De nombreuses voix s’élèvent pour réclamer une nouvelle organisation de la pratique cultuelle afin d’endiguer le salafisme. Pour autant, on refuse que des amalgames soient établis entre islam et terrorisme.
Est-ce donc lui le coupable, cet islam de France qui aurait fabriqué, à travers une pratique débridée, des terroristes ? Pour la classe politique de ce pays et une partie de la population, le mal provient principalement de là. Les plus extrêmes parmi les responsables du Front national et ses partisans exigent tout bonnement que les “Muz” soient renvoyés dans leur pays, même si la plupart n’ont d’autre nation que la France. La droite, plus nuancée, demande à la communauté musulmane de choisir entre la valise et l’assimilation, comme au bon vieux temps du colonialisme. De leur côté, les socialistes au pouvoir, à tous les niveaux de l’État, estiment qu’il est nécessaire aujourd’hui de revoir la pratique de l’islam, qui, à leurs yeux, fait le lit du fondamentalisme.
Le Premier ministre, Manuel Valls, a été le premier à réclamer cette remise à plat, assurant après les attentats de Nice et de l’église de Rouen en juillet dernier, que le salafisme n’a pas de place en France. En guise de premières mesures, il a préconisé l’arrêt du financement des lieux de culte et la formation des imams par des pays étrangers. “Pourquoi pas, si de telles décisions peuvent circonscrire l’influence de certains pays comme le Qatar et l’Arabie saoudite, réputés pour financer le terrorisme. Mais, cela n’est pas tout le problème. Pensez-vous qu’un jeune Français, musulman ou pas, a besoin d’aller à la mosquée du coin pour devenir un jihadiste en puissance ?”, fait remarquer Malik, un ingénieur né en France de parents algériens. Selon lui, les candidats au martyr s’inventent une foi pour soigner un mal-être profond. Il leur suffit de cliquer sur le bouton d’un ordinateur pour se mettre en lien avec des gourous qui se trouvent à mille lieues de l’Hexagone. Cette vision des choses est diffusée dans les médias parisiens par des imams éclairés et des islamologues qui tous sont d’accord pour la conceptualisation de la pratique musulmane en France afin de la tenir à l’égard des opportunistes et des illuminés.

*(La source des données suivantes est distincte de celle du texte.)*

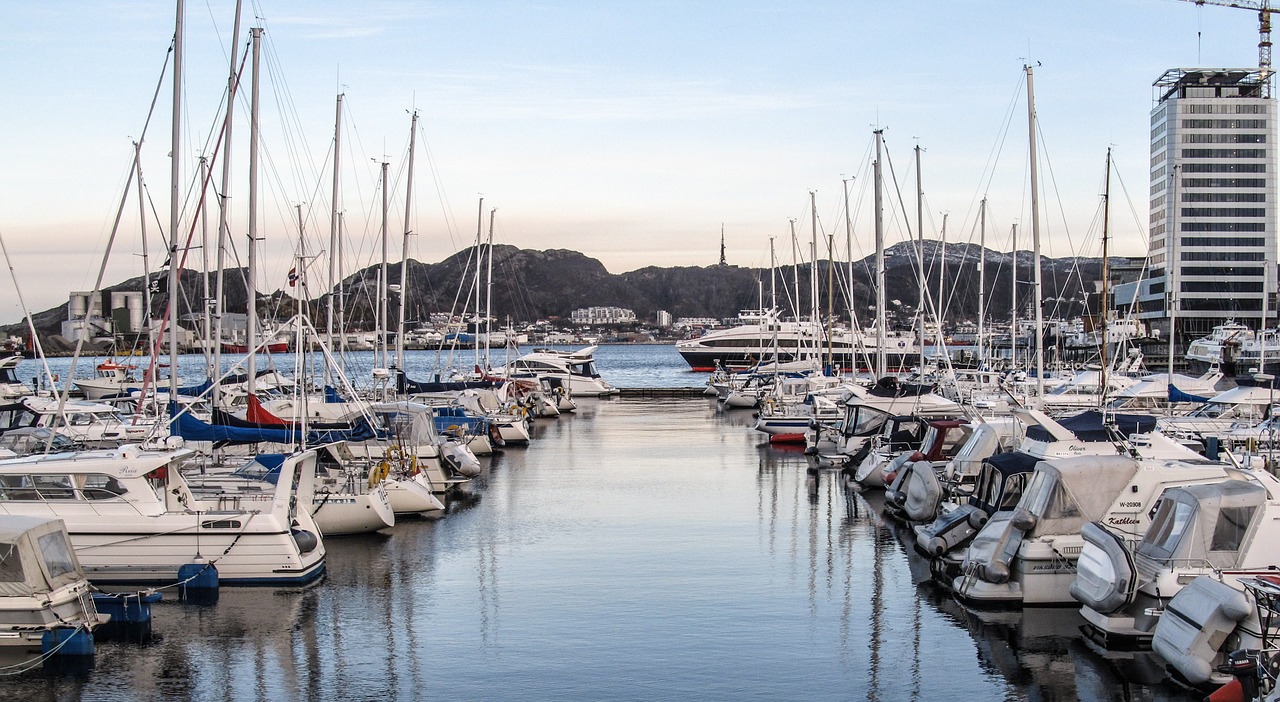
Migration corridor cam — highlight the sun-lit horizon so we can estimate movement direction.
[0,0,1258,323]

Ces spécialistes de la pensée islamique refusent, cependant, que le lien soit systématiquement fait, à chaque attentat, entre islam et terrorisme. Ce qui contribue à leur avis, à entretenir la confusion et une islamophobie grandissante. Nabil Mati, chirurgien-dentiste et président de l’association communautaire Trait d’Union 93, est lui, aussi exaspéré par la manie qu’ont les officiels français à poser le problème de l’islam en France comme une réponse aux attaques terroristes. “Nous sommes tous d’accord pour dire que la pratique de l’islam en France doit être mieux encadrée, que la pensée islamique doit se développer. Mais le discours qui est tenu par les politiques sur cette question est surtout opportuniste et électoraliste”, dénonce le militant associatif. Il déplore, par ailleurs, ce ton paternaliste, presque colonialiste, qui est employé par les autorités françaises à l’égard des musulmans, estimant qu’il appartient à ces derniers de s’organiser pour sortir l’islam de France des sentiers battus.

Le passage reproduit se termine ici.